Is flyng dangerous?

In training to be a pilot on the four Cessna 150 airplanes of Pakistan International Airlines Flying Training Academy at Karachi Airport, Pakistan from May 1967 to May 1969, the only mishap encountered was when one fellow pilot trainee while low flying (prohibited), beat up a truck  in the training area, hit it with the nose wheel, which sheared off disrupting fuel supply. The engine failed and he made a forced landing in the dirt. The aircraft was put back into service after necessary repair and the pilot survived scratch less but was demoted to the next course. He has retired after a long career, flying airliners, the last one a B747 for Saudia. There were twenty-eight trainees and not a single engine failure occurred during the time, and all of us acquired the CPL.

Flying is a continuous process of learning which never stops and requires constant skill and practice.

Risk is inversely proportional to learning and it increases when knowledge is deficient which can lead to a mishap. There is no room for complacency, and constant mental rehearsing of the relevant airport’s standard instrument departure (SID) and standard terminal arrival (STAR) charts, instrument let downs and taxi patterns on the ground before every flight assures a degree of safety and confidence.

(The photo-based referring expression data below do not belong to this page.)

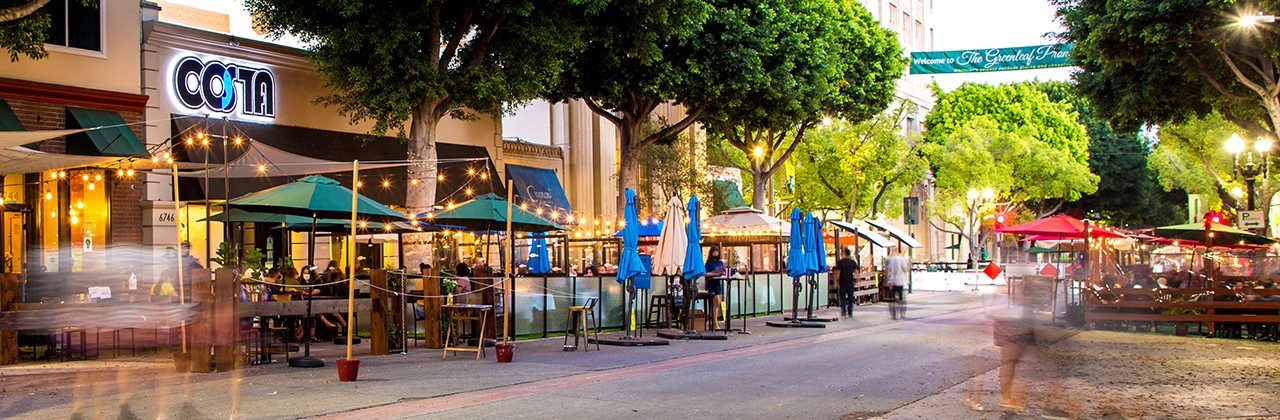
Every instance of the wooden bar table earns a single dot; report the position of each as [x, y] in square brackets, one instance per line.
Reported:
[457, 314]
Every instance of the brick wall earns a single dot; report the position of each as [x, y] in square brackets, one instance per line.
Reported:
[126, 200]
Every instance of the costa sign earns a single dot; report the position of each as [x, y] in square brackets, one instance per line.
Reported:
[224, 87]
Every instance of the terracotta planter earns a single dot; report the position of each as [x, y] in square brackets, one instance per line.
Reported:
[348, 369]
[182, 361]
[504, 352]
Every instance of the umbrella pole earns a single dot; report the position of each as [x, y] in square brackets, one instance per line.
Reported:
[182, 292]
[507, 274]
[351, 250]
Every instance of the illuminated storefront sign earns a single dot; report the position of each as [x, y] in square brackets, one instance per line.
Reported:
[224, 87]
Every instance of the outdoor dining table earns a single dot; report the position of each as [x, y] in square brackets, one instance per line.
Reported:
[456, 315]
[728, 287]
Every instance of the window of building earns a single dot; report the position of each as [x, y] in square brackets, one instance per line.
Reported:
[919, 35]
[74, 24]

Before every flight, in fact the night before, one goes over the departure procedure, the destination arrival and landing approach plates with safe altitudes and the expected route weather at the time of the year. Notices to airmen (NOTAM) have to be looked in and this service is provided to the airline pilot by the dispatcher at pre-flight briefing.

Safety has to be drummed in, and through the media the public has to be made aware of the causes of airplane accidents, since the first line of defense is knowledge. A lot of general aviation accidents take place because of too little preparation for the flight, complacency, and little knowledge of weather.

Pilot encounter with unplanned instrument meteorological condition (IMC) when not instrument qualified, results mostly in panicking while trying to manoeuvre, and break clear of clouds. Instrument training should be a must on initial license issue at the Private Pilot Licence stage.